De Gredin expresó su deseo de conocer el barco, pero Fife ya no le prestó más atención. No sólo tenía ahora su propio barco, sino también la promesa del Papa de que lo ayudaría. En recompensa, le pedía que colaborase con De Gredin para recuperar el tesoro templario. Si todo salía bien esta vez, el chevalier lo ayudaría a encontrar la Piedra del Destino de Escocia, algo que Su Santidad no podría reclamar nunca como propio aunque fuera parte del tesoro. Además, si Fife la encontraba, apenas si necesitaría del apoyo papal para hacerse de la corona escocesa.

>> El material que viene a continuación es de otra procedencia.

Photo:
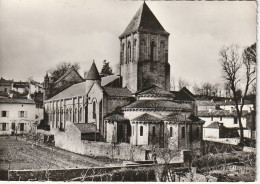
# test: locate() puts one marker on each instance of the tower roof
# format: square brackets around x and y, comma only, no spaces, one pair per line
[144,20]
[93,73]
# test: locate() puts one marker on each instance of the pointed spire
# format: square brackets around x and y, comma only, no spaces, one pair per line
[144,20]
[93,73]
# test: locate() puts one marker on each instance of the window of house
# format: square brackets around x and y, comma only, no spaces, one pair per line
[170,131]
[235,120]
[4,126]
[22,127]
[94,110]
[61,115]
[129,52]
[80,114]
[152,50]
[183,132]
[76,115]
[141,130]
[4,114]
[22,114]
[153,130]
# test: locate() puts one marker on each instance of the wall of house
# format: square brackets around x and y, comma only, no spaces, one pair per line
[211,133]
[246,107]
[28,120]
[227,121]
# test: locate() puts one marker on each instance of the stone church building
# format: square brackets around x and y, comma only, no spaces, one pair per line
[135,107]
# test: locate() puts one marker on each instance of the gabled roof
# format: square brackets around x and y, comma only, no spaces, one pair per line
[108,79]
[147,117]
[16,101]
[154,91]
[68,72]
[93,73]
[117,92]
[116,117]
[86,127]
[78,89]
[144,20]
[159,104]
[213,125]
[220,113]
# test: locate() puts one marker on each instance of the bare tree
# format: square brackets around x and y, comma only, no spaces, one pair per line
[239,69]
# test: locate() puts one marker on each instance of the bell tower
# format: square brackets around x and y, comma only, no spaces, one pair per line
[144,52]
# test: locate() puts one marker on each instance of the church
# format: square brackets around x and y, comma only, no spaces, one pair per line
[135,107]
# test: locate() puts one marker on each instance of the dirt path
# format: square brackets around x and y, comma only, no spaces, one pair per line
[22,155]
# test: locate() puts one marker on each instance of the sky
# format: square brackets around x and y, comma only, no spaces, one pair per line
[35,35]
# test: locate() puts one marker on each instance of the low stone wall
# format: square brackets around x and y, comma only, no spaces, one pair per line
[122,151]
[73,174]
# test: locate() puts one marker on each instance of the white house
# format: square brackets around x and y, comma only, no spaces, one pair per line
[18,116]
[226,118]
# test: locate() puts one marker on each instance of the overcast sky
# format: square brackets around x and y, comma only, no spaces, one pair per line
[35,35]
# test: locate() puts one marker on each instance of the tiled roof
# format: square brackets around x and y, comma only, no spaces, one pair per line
[16,101]
[108,79]
[155,90]
[144,20]
[160,104]
[93,73]
[219,113]
[65,74]
[147,117]
[205,103]
[117,92]
[21,84]
[116,117]
[213,125]
[78,89]
[86,127]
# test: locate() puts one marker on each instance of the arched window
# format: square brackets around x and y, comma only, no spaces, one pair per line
[67,115]
[94,110]
[57,116]
[183,132]
[70,115]
[152,51]
[134,51]
[123,53]
[141,130]
[76,115]
[61,115]
[129,52]
[143,46]
[162,51]
[80,114]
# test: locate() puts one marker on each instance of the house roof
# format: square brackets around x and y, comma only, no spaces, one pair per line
[205,103]
[78,89]
[154,90]
[117,92]
[16,101]
[116,117]
[93,73]
[219,113]
[180,117]
[159,104]
[144,20]
[213,125]
[68,72]
[147,117]
[86,127]
[108,79]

—Me alegro de que hayáis salido con vida de las tierras fronterizas, milord —dijo De Gredin, retomando la conversación—. ¿Pretendéis regresar pronto a la zona?

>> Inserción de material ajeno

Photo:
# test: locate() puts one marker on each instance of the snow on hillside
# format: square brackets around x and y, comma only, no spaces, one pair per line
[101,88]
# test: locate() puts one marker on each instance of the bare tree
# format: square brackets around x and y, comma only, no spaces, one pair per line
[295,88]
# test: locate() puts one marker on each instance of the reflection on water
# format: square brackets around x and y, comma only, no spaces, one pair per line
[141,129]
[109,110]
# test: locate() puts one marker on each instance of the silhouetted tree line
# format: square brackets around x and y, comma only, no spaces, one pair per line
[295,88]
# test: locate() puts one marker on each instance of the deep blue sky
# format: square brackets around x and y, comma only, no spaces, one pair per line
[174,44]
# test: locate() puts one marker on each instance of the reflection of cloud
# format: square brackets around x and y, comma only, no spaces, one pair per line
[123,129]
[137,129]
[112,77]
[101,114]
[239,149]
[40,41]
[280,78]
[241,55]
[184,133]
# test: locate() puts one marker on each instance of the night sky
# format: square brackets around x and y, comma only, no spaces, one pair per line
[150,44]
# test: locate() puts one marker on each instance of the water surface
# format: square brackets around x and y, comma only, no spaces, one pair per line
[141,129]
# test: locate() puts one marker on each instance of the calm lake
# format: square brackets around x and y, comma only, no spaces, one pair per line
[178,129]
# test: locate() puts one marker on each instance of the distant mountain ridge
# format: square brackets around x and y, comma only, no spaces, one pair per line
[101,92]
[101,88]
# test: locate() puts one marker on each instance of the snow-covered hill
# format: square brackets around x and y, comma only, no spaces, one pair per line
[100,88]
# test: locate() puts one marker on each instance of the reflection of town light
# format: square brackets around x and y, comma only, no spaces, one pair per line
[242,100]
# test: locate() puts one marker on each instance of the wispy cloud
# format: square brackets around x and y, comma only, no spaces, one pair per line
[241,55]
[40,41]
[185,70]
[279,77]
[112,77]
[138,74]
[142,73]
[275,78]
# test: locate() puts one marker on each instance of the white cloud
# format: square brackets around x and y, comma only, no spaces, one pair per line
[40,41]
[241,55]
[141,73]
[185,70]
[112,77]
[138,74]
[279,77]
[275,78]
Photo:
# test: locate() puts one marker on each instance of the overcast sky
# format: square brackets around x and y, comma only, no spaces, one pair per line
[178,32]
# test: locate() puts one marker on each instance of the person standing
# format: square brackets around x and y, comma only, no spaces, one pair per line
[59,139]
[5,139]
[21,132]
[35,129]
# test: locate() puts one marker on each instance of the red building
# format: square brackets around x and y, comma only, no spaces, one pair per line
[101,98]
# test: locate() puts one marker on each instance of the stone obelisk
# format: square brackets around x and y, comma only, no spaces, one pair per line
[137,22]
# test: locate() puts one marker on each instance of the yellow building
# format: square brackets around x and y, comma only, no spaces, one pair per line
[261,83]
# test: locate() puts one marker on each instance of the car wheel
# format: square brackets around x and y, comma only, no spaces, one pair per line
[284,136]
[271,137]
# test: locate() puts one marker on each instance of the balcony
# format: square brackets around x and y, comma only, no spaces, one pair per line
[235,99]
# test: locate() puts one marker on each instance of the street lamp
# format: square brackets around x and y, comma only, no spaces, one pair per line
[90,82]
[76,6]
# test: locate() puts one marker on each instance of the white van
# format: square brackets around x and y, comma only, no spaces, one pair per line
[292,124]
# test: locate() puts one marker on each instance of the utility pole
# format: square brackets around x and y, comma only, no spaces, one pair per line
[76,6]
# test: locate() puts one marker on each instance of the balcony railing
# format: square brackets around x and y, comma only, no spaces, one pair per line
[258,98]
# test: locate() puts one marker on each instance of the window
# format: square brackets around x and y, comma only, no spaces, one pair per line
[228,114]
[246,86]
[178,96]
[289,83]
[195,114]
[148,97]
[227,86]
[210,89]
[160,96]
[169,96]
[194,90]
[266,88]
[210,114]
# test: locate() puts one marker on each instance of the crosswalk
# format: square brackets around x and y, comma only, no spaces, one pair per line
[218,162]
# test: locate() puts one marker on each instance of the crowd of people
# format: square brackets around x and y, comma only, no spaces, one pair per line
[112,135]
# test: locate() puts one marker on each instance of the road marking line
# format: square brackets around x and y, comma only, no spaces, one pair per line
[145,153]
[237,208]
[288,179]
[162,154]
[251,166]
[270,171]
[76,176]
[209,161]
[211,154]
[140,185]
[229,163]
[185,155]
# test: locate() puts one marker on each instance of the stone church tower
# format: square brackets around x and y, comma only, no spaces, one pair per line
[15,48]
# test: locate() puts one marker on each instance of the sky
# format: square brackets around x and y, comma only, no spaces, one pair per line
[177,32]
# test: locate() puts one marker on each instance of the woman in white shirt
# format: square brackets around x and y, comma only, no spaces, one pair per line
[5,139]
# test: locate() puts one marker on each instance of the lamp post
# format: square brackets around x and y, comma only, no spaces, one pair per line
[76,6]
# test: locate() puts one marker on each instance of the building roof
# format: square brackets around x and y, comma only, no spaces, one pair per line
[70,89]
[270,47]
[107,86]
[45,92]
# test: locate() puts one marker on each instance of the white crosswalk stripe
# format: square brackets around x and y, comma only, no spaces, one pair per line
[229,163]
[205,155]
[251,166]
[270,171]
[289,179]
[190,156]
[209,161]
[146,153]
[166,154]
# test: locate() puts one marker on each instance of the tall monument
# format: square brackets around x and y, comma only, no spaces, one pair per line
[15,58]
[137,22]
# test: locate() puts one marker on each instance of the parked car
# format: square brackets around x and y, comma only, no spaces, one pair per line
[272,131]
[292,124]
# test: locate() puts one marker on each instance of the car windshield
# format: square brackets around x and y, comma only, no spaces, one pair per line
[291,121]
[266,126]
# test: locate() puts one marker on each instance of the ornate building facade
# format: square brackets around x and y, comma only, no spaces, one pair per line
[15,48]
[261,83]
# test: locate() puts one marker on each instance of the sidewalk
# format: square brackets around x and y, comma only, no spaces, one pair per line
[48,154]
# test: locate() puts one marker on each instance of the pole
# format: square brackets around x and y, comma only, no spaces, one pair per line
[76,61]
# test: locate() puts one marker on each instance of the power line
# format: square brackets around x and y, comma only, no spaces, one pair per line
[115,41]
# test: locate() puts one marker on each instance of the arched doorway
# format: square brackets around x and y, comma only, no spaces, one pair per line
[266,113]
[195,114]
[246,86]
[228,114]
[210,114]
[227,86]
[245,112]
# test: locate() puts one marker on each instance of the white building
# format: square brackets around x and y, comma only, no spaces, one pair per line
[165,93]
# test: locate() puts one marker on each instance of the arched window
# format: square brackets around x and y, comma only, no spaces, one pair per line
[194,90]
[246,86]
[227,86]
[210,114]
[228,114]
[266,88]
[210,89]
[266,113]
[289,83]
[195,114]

—No. Los problemas constantes allí me sirven para mantener a los Douglas ocupados, para que me dejen el camino libre por aquí —respondió el conde, terminante. No pretendía dar detalles al escurridizo francés. Había llevado a De Gredin hasta allí sólo para mantenerlo vigilado.

—Entonces espero que tengáis planeado ahora concentrar toda vuestra atención en nuestro objetivo.

—Habláis demasiado —le dijo Fife, y le echó una mirada diabólica—. Practicad la virtud del silencio.

De Gredin asintió.

—Disculpadme, milord. No quise ser irrespetuoso.

Fife no hizo ningún comentario. La sumisión de aquel hombre no le sorprendía. Por el contrario, le hacía desconfiar aún más de él.